Gvozdenović told the daily that he had reliable information UBPOK, MUP’s organized crime operative department, was preparing to arrest him, and added he feared for his life.

“It is clear I have absolutely nothing to do with organized cigarette smuggling, and this is bound to come out. However, Operation Net is an excellent opportunity to catch small fish, including those who have nothing to do with organized crime, but have nonetheless found themselves in the way of state and police structures, which is where I have stood since the mid 1990’s,” Gvozdenović said.
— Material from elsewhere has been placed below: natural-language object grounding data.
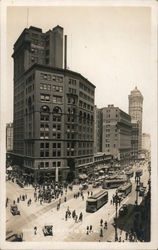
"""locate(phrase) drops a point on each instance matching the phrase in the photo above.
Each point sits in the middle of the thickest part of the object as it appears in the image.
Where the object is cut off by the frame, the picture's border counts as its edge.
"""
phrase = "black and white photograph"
(79, 125)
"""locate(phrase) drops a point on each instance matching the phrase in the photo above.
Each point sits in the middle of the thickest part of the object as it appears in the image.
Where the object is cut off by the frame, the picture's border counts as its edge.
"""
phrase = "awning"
(83, 176)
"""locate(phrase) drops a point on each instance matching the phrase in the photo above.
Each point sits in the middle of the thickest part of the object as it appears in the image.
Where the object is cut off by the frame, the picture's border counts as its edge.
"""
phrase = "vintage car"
(13, 237)
(123, 210)
(14, 210)
(48, 230)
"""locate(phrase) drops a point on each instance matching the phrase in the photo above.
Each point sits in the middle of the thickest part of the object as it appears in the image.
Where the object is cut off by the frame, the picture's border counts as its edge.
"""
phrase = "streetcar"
(138, 172)
(107, 184)
(96, 201)
(125, 189)
(130, 173)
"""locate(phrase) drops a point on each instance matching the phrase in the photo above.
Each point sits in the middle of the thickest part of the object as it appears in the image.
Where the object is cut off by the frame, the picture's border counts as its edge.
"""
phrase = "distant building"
(116, 133)
(9, 137)
(146, 142)
(97, 130)
(136, 112)
(134, 140)
(53, 109)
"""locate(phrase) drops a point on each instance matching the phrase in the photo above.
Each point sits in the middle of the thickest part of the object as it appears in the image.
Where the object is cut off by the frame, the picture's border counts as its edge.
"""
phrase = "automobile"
(141, 191)
(48, 230)
(96, 184)
(12, 237)
(14, 210)
(123, 210)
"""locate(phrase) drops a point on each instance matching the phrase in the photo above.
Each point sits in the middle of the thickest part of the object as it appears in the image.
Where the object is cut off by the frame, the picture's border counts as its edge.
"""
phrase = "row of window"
(86, 97)
(46, 98)
(50, 77)
(54, 164)
(85, 88)
(85, 105)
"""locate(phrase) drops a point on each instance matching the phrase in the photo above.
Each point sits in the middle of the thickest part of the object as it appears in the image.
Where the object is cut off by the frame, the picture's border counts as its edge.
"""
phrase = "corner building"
(136, 112)
(116, 133)
(53, 111)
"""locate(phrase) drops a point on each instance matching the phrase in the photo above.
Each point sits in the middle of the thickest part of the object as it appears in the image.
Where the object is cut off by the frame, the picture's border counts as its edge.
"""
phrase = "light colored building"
(97, 130)
(53, 108)
(146, 142)
(136, 112)
(9, 137)
(116, 133)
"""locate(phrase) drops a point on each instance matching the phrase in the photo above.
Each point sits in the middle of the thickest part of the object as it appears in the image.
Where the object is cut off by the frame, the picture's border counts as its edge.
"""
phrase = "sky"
(110, 46)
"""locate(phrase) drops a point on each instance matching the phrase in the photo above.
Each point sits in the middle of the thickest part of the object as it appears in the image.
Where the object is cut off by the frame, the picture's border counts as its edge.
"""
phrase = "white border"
(154, 180)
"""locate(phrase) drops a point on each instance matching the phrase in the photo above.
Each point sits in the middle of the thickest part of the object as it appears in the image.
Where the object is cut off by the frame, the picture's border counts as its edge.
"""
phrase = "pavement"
(47, 214)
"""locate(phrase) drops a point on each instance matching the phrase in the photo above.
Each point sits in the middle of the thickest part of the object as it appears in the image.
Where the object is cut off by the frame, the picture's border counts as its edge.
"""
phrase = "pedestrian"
(76, 218)
(101, 232)
(66, 216)
(35, 230)
(101, 222)
(105, 225)
(126, 234)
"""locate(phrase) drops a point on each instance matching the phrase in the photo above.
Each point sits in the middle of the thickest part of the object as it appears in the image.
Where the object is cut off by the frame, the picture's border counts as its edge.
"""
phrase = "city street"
(37, 215)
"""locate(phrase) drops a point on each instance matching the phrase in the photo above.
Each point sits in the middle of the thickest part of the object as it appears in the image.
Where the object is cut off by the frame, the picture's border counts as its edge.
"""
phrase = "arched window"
(45, 108)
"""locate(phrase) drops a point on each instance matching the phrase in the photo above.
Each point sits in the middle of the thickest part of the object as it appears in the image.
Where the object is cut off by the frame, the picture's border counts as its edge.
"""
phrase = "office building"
(116, 133)
(97, 130)
(53, 109)
(136, 112)
(9, 137)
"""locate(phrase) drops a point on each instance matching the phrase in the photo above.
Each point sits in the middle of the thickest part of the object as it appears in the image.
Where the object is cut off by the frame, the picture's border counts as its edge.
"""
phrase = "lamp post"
(116, 200)
(137, 179)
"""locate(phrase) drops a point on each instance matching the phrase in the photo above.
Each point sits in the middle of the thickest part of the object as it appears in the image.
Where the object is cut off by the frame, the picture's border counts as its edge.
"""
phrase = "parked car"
(12, 237)
(123, 210)
(48, 230)
(14, 210)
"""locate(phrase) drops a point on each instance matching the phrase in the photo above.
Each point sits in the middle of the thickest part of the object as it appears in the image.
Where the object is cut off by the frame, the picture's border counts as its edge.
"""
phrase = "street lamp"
(116, 200)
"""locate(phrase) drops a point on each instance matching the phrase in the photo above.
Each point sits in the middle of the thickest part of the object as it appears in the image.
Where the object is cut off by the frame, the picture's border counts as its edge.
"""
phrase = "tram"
(96, 201)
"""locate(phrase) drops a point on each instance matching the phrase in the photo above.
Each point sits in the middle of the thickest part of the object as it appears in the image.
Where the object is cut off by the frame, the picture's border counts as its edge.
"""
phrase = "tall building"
(146, 142)
(116, 133)
(134, 140)
(136, 111)
(9, 137)
(53, 108)
(97, 130)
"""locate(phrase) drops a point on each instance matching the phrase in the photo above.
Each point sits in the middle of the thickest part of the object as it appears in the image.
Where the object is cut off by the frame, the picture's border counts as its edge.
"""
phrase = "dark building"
(134, 140)
(116, 133)
(53, 108)
(97, 130)
(136, 112)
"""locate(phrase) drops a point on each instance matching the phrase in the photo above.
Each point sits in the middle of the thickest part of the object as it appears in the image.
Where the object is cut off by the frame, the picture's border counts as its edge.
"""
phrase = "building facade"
(97, 130)
(53, 109)
(116, 133)
(136, 112)
(146, 142)
(134, 140)
(9, 137)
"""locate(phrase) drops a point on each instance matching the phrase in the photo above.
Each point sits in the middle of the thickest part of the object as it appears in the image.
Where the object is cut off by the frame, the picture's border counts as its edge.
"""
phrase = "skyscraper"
(136, 112)
(53, 108)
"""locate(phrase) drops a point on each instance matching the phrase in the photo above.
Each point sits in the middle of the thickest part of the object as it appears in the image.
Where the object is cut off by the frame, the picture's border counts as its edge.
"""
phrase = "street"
(67, 229)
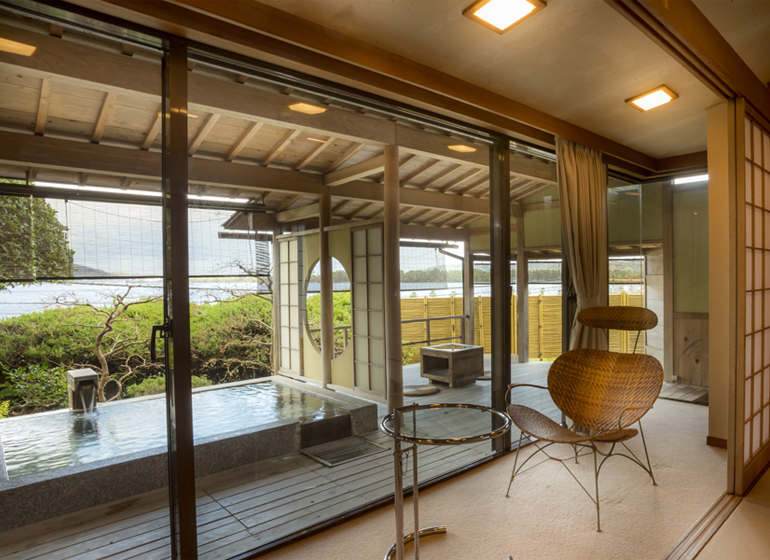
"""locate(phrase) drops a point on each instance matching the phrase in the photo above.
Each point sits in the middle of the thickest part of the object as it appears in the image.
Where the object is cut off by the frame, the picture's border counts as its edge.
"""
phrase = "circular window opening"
(343, 333)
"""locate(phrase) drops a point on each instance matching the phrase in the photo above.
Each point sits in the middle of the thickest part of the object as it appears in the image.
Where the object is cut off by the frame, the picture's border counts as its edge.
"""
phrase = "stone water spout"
(81, 389)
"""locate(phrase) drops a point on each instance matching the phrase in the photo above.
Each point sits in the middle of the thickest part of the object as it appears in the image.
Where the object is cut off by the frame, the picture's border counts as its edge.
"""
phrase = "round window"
(343, 333)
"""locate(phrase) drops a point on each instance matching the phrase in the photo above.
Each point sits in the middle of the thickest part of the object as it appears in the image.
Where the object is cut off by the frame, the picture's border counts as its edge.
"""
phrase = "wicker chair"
(603, 393)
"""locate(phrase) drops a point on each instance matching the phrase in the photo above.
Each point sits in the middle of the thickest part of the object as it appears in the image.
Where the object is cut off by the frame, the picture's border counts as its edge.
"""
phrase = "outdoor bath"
(119, 450)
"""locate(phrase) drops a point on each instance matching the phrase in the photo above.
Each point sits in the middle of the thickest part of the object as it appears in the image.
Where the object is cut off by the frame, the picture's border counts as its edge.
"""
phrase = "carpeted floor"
(548, 516)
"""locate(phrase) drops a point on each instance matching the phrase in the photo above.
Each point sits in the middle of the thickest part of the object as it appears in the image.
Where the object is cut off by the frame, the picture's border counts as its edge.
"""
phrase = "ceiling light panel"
(307, 108)
(651, 99)
(501, 15)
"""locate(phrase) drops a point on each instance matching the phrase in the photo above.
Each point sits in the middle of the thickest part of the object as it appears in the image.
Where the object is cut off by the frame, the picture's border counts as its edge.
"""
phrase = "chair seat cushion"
(539, 426)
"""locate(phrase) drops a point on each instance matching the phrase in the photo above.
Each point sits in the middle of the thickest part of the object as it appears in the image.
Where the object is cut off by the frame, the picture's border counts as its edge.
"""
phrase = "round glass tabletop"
(445, 423)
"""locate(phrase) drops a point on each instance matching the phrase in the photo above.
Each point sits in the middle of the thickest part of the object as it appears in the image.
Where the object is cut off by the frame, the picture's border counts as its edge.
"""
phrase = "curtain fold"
(582, 179)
“UBPOK and state security [BIA] intend to fit me in the ‘one businessman, one customs official, one police chief’ pattern. But, it is impossible to place me in there, since I had nothing to do with that business, I never received any official information about it, nor did I ever prevent anyone from fighting smuggling. These things are anyway done in an organized manner and with support from the top, who needs a local police chief,” Gvozdenović added.

“I cannot understand that they are attempting to tie me to organized crime. I was the first in Serbia to bring up the issue of mafia within the state structures, back in 1996, but I was a lonely voice,” he said.

Gvozdenović also accused the current MUP and BIA leaderships of employing Milošević-era personnel, and alleged it was precisely those that were attempting to charge him with criminal activity he vehemently denied.

Gvozdenović was arrested along with Petar Milenković, adviser to former federal customs head Mihalj Kertes, and Siniša Stojčić, brother of former Public Security Service Chief Radovan Stojćić Badža, who was shot and killed in a Belgrade restaurant in 1997.

Police regard former Yugoslav President Slobodan Milošević’s son Marko Milošević, widow Mirjana Marković, and businessman Stanko Subotić Cane as ringleaders of the other cigarette smuggling groups, investigated and charged as part of Operation Net 1.